The phrase "OK boomer" has become a catch-all among Gen Z and younger millennials to push back against the criticisms of older generations. The term marks a boiling point among young people, who are frustrated with older generations' inaction on issues, especially climate change.
"OK boomer" has appeared across social media, but it is most prolific on the short-form video app TikTok.
When asked by a reporter what the phrase "OK boomer" meant to her, Swarbrick said it was an expression of frustration.
"It's kind of a unintentionally crowd-sourced explanation of frustration summarized in one symbolic, swift sentence," Swarbrick said. "I think I can probably claim the first MP across the world [to use 'OK boomer'] so we'll go with that, mate. New Zealand's world-leading in multiple ways today."
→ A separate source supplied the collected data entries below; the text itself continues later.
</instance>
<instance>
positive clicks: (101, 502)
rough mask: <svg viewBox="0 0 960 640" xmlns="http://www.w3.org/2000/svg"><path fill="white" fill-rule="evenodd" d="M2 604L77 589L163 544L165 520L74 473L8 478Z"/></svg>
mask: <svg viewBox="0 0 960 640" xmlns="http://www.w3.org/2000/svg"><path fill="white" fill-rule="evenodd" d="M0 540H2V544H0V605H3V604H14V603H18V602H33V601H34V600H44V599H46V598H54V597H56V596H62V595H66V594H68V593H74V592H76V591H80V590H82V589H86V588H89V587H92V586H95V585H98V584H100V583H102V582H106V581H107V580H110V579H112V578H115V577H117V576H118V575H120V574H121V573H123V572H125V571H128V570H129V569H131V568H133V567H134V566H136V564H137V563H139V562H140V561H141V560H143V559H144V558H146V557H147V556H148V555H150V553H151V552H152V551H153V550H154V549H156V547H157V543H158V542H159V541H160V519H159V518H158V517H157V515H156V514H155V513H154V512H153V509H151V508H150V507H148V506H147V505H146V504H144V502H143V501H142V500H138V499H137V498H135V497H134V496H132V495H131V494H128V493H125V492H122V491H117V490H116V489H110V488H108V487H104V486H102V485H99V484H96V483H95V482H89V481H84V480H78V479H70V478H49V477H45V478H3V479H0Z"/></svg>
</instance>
Swarbrick later wrote on Facebook, acknowledging that her speech had upset some people.
"Today I have learnt that responding succinctly and in perfect jest to somebody heckling you about *your age* as you speak about the impact of climate change on *your generation* with the literal title of their generation makes some people very mad," she wrote. "So I guess millennials ruined humor. That, or we just need to pull ourselves up by our bootstraps and abstain from avocados."
But despite upsetting some of her colleagues, on Thursday, New Zealand lawmakers passed the Zero Carbon bill.
The bill would require all greenhouse gases except methane from animals to be reduced to net-zero by 2050, according to the Associated Press. Methane emissions would be reduced by 10 percent by 2030 and by between about one-quarter and one-half by 2050, the AP reported.